Don’t Fix It?
How does one determine and/or agree with another’s feeling about what is or isn’t broken?
How does one determine how just, worthy or right another’s feelings are when hurt?
Emotions are a very large part of all of us and probably the most important and largest hurdle in all relationships, dismissing them is a huge mistake. We are all human, whether you acknowledge or embrace your emotions, healthy or not they are still there in the background. Emotional well-being and communication are the most important aspects to staying grounded and sane for that matter. Shoving them deep down is a misconception that you can control them but you can’t, they are the rabid caged dogs just waiting to get out. They could come out at the worst possible time and in the worst way and when they do you are fooling yourself if you think you are in control. Obviously it would not be the preference to have your emotions writhing away recklessly on others but taking the time to find out where the hurts are that you’ve buried deep within is your best resource to understanding and managing your own triggers. The deep dive into who you are and what makes you tick is a lengthy and arduous journey, sometimes it gets messy but all times it’s worth it!
Relationships can feel so difficult at times and those difficulties can usually be found within the standards we have set in our minds and are holding onto. Are your standards too high, too low, not expressed or just expected? When you fail to communicate how you feel so much gets overlooked and lost.
When you have difficulty are you listening with presence for the purpose of understanding when another expresses how they are feeling and asking the questions of what has hurt or upset them? Or are you pushing their feelings aside and acknowledging only your own emotions, holding on strongly to the ideal that until your needs are met and your issues are heard there is nothing to discuss?
Issues not acknowledged or addressed remain active issues!
The term “sweeping something under the carpet” does nothing to heal the wound left by whatever broke it open. You can’t band-aid everything, sometimes you have to take ownership of your part and reach for greater understanding. Of course there are two sides to every story and this does not mean that you are wrong and the other person is right but acknowledging how you have affected someone is a very important moment in making things right and properly healing a wound that you may have caused and vice versa.
There are many reasons why some of us do not acknowledge or own our missteps or wrongdoings against those we like/love and most times they have nothing to do with the other person but that can hardly be comforting when you are the one feeling emotionally stung. Sure you can say to yourself I know they don’t really mean it but does that change how it has affected you when you have been scoffed at or labeled too sensitive? Most times one isn’t aware of why or what is causing them to lash out, that is inner work and not everyone knows they need it or want to do it. If you don’t get in touch with the truth of yourself how will you ever truly connect with others?
My upbringing was wonderful, my mother was my main influence and I learned so much from her. She was so generous with soul nourishment and support and shared her values lovingly.
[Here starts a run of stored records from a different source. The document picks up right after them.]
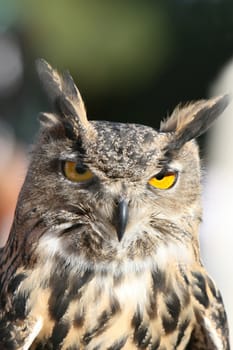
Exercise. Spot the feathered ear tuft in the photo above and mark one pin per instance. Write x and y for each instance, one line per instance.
(66, 99)
(189, 122)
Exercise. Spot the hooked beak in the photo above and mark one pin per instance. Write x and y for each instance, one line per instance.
(121, 218)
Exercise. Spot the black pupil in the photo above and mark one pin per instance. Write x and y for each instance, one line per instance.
(80, 168)
(161, 175)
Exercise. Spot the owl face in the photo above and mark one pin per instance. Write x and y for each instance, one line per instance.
(104, 191)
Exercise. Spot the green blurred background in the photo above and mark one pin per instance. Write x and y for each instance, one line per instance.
(132, 60)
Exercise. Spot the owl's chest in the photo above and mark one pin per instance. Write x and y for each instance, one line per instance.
(140, 310)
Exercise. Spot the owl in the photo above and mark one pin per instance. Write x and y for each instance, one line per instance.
(103, 253)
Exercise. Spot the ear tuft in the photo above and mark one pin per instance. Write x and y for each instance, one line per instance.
(66, 98)
(48, 120)
(194, 119)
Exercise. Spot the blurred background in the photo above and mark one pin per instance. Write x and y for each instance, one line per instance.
(133, 61)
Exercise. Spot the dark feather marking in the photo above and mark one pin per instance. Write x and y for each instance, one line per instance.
(20, 306)
(7, 342)
(59, 333)
(101, 325)
(201, 294)
(79, 282)
(159, 280)
(15, 282)
(182, 328)
(169, 324)
(118, 344)
(62, 293)
(200, 123)
(79, 319)
(136, 320)
(212, 287)
(140, 331)
(152, 306)
(173, 305)
(58, 301)
(73, 347)
(155, 345)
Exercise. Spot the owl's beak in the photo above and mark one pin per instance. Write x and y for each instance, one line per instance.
(121, 218)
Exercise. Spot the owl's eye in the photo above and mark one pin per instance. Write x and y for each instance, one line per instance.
(76, 172)
(163, 180)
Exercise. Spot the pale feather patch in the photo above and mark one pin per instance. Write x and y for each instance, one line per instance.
(213, 334)
(173, 252)
(34, 333)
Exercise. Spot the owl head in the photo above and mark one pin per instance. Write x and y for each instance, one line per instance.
(104, 191)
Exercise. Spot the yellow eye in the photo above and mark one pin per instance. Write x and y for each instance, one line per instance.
(163, 181)
(76, 172)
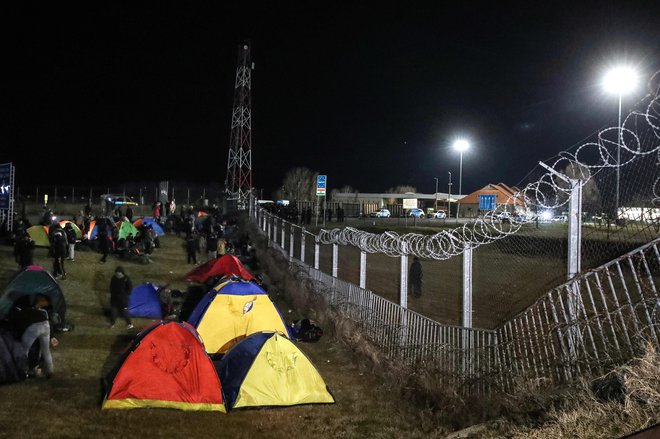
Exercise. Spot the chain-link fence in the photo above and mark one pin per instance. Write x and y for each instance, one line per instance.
(587, 206)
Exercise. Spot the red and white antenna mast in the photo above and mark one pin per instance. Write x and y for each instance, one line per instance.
(238, 182)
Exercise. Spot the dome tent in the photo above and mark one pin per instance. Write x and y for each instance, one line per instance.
(231, 311)
(267, 369)
(166, 367)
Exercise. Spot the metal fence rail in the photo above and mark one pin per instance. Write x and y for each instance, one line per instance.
(456, 355)
(601, 318)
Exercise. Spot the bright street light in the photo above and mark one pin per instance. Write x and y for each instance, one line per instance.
(460, 145)
(619, 80)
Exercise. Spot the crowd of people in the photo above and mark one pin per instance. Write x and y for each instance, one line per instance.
(207, 234)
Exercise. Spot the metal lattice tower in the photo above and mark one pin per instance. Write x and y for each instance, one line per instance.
(238, 182)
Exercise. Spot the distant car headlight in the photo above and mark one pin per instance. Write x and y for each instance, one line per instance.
(546, 215)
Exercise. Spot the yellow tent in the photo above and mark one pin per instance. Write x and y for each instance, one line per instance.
(232, 311)
(267, 369)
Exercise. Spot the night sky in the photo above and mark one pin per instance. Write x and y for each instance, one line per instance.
(370, 96)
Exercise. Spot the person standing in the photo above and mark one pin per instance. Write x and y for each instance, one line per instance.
(191, 247)
(212, 246)
(59, 250)
(415, 277)
(71, 241)
(102, 236)
(120, 289)
(33, 324)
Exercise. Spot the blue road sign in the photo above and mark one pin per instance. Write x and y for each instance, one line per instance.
(321, 185)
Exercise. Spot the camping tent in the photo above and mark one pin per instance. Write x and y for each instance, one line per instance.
(165, 366)
(26, 284)
(267, 369)
(158, 229)
(76, 229)
(225, 265)
(231, 311)
(39, 235)
(93, 230)
(125, 229)
(144, 301)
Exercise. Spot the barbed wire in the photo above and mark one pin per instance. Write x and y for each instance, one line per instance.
(613, 147)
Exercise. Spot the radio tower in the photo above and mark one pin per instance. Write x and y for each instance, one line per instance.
(238, 182)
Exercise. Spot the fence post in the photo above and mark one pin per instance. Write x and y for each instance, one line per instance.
(404, 276)
(317, 250)
(335, 259)
(467, 286)
(403, 322)
(467, 310)
(270, 227)
(363, 269)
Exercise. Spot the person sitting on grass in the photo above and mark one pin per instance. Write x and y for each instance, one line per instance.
(32, 323)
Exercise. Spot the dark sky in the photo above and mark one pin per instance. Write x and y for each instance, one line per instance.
(369, 95)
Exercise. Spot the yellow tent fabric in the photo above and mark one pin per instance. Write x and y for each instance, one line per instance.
(281, 375)
(134, 403)
(229, 319)
(39, 235)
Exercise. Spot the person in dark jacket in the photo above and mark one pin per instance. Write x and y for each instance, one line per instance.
(71, 241)
(192, 247)
(32, 324)
(24, 250)
(120, 289)
(212, 246)
(416, 278)
(59, 248)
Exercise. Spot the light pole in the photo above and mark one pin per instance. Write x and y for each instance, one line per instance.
(619, 80)
(460, 145)
(449, 196)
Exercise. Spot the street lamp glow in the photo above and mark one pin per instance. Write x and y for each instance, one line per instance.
(620, 80)
(461, 145)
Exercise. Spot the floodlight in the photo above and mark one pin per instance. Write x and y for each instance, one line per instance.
(620, 80)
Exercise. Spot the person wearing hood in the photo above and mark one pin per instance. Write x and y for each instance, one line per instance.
(120, 288)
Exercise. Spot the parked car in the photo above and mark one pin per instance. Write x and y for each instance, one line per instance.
(383, 213)
(118, 200)
(504, 216)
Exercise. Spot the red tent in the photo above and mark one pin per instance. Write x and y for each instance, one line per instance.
(166, 366)
(225, 265)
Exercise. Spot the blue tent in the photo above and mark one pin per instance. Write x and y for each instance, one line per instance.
(158, 229)
(144, 301)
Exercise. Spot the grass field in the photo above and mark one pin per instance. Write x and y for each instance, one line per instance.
(68, 405)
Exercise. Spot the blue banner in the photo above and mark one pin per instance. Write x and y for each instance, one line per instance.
(487, 202)
(5, 185)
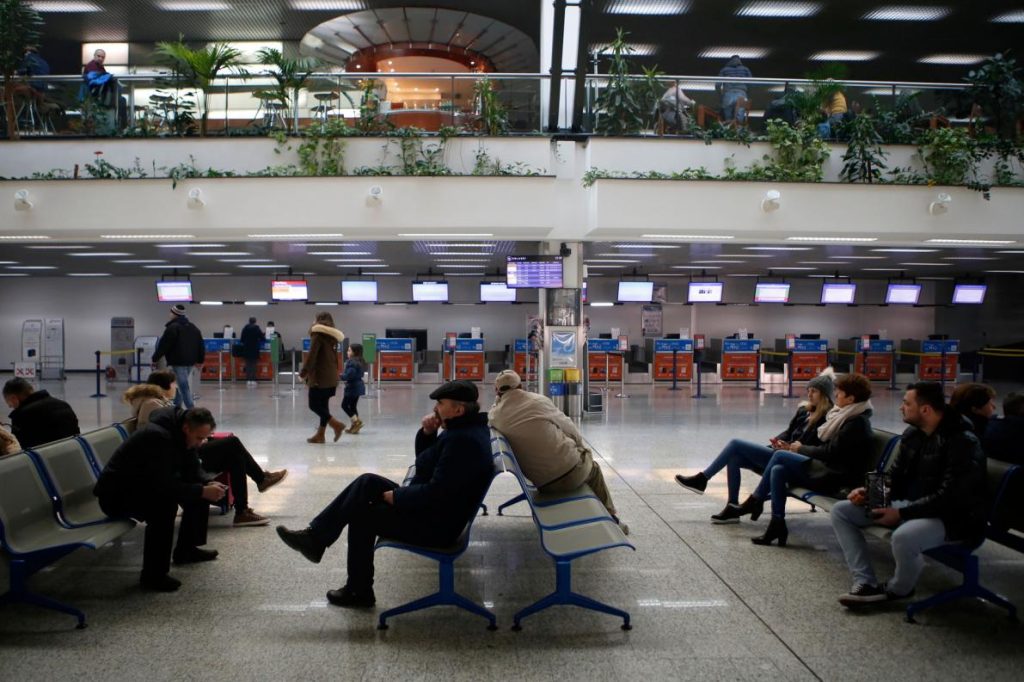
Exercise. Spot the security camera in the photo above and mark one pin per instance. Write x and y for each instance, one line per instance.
(196, 200)
(940, 205)
(22, 202)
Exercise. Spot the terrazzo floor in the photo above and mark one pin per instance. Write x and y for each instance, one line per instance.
(706, 603)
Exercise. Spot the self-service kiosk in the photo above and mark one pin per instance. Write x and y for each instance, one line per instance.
(468, 357)
(673, 359)
(395, 359)
(933, 357)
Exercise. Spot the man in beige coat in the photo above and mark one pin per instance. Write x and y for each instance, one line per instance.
(546, 442)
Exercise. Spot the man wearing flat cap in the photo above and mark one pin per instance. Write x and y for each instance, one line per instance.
(547, 443)
(454, 468)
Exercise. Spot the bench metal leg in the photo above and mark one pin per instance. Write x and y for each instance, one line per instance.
(514, 501)
(970, 589)
(18, 593)
(563, 595)
(445, 596)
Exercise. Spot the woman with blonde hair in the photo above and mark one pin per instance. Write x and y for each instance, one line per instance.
(321, 374)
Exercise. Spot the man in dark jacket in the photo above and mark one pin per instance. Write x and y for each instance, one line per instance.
(453, 472)
(1004, 438)
(937, 497)
(37, 416)
(182, 345)
(252, 339)
(153, 473)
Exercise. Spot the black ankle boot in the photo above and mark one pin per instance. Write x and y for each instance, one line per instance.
(752, 506)
(776, 530)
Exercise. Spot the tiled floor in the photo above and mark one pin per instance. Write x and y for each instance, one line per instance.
(706, 603)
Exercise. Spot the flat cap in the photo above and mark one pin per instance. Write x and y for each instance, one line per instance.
(462, 390)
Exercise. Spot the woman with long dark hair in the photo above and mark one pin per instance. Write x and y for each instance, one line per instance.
(321, 374)
(354, 386)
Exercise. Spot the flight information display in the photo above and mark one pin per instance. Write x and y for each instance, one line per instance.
(534, 271)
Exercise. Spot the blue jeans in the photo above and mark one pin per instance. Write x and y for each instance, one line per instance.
(783, 471)
(735, 456)
(184, 392)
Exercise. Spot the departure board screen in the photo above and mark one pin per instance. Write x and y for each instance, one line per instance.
(534, 271)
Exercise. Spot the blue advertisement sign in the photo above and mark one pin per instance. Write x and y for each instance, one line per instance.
(810, 346)
(668, 345)
(602, 345)
(740, 345)
(937, 346)
(394, 344)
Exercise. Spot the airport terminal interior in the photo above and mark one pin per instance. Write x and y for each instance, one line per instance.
(458, 185)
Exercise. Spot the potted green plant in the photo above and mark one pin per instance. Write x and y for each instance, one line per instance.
(19, 27)
(199, 68)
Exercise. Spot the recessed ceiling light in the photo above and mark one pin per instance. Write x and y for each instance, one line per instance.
(952, 59)
(724, 52)
(651, 7)
(65, 6)
(992, 242)
(845, 55)
(688, 237)
(904, 250)
(1014, 16)
(852, 240)
(147, 237)
(779, 9)
(907, 13)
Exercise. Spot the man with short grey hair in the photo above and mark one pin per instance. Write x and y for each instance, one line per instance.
(547, 444)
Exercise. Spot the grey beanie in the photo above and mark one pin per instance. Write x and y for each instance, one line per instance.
(823, 382)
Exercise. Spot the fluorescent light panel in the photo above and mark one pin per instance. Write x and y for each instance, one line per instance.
(779, 9)
(907, 13)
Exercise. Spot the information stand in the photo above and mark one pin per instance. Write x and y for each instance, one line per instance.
(673, 359)
(394, 360)
(603, 359)
(810, 357)
(217, 363)
(468, 356)
(740, 359)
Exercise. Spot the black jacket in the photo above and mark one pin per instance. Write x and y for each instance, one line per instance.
(1004, 439)
(948, 470)
(156, 460)
(453, 472)
(42, 418)
(181, 343)
(841, 462)
(251, 339)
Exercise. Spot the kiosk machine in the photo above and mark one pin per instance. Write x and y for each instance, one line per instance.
(468, 356)
(673, 359)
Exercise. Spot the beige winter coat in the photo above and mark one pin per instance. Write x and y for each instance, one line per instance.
(546, 442)
(143, 398)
Such a blessing!
I was raised to treat others with respect, dignity and grace which would help me show others how I would like to be treated in return.
- The challenge in that though is with who you are interacting with, how they have been treated in the past, how it has affected them and how they affect others outwardly as a result.
I have now learned the necessity of finding my voice to express my boundaries.
I was raised to give others the benefit of the doubt because sometimes you can misunderstand something especially if it isn’t directly spoken or displayed.
- The challenge in this respect lies within the realm of assumption and presumption which is a path I believe has been well travelled by many including myself, in the past.
I have now learned the art of expression for clarification.
I was raised to give others a second chance because sometimes people make mistakes and it doesn’t mean they are terrible it just means they are human.
- The challenge here is sometimes it can go on too long and you become a doormat giving the other the idea that they can continue to dish it out and you will accept whatever they are serving.
I have now learned when to draw the boundary of how many times that is acceptable.
It is my thought that relationships are not so much something two people have to constantly work at to be successful. I feel it only becomes work when we stop listening to each other. The “work” is only necessary when there is a lack of flexibility, respect and appreciation for the other person’s feelings about any one topic. It seems to me that conflict only arises when there is refusal to hear any other side other than one’s own and insistence of only one right opinion. No one person’s opinion on any topic is wrong because it doesn’t match yours, it just means they have a different point of view and perspective. If you are open to discussion and listening there is great opportunity for higher learning and evolvement. Different opinions invite healthy discussion to further understanding and is a benefit to not just your own higher learning but to growing a connection stronger.
With all that is going on globally there is much opportunity and time to reflect and consider how you can improve the well-being of others as well as yourself, to take that deeper look at how you are connecting, how you are affecting and how you are being affected. Talk doesn’t need to be cheap it can and should be valuable especially within the relationships you want to cultivate, nourish and broaden.
I think when you start asking yourself the deeper questions it leads you to a place of deeper understanding and sense of compassion. It takes you to the place of releasing things that have been holding you so far down that the only way to go is up and from there you will find that the walls you have built are no longer needed because you are content and comfortable with who you are. You aren’t holding others responsible for how they have affected or made you feel because you now feel strong within yourself. Anyone trying to make you feel less than now no longer has the power to do so because you have developed so much confidence in yourself that you can look in the mirror and smile, knowing you have done your best. This inner belief is the equivalent of someone who never tells a lie, they don’t have to worry about being caught because they have not altered the truth, they aren’t going to trip up and tell the wrong story because there is only one story. When you know the truth and speak the truth there is nothing anyone can say to question that.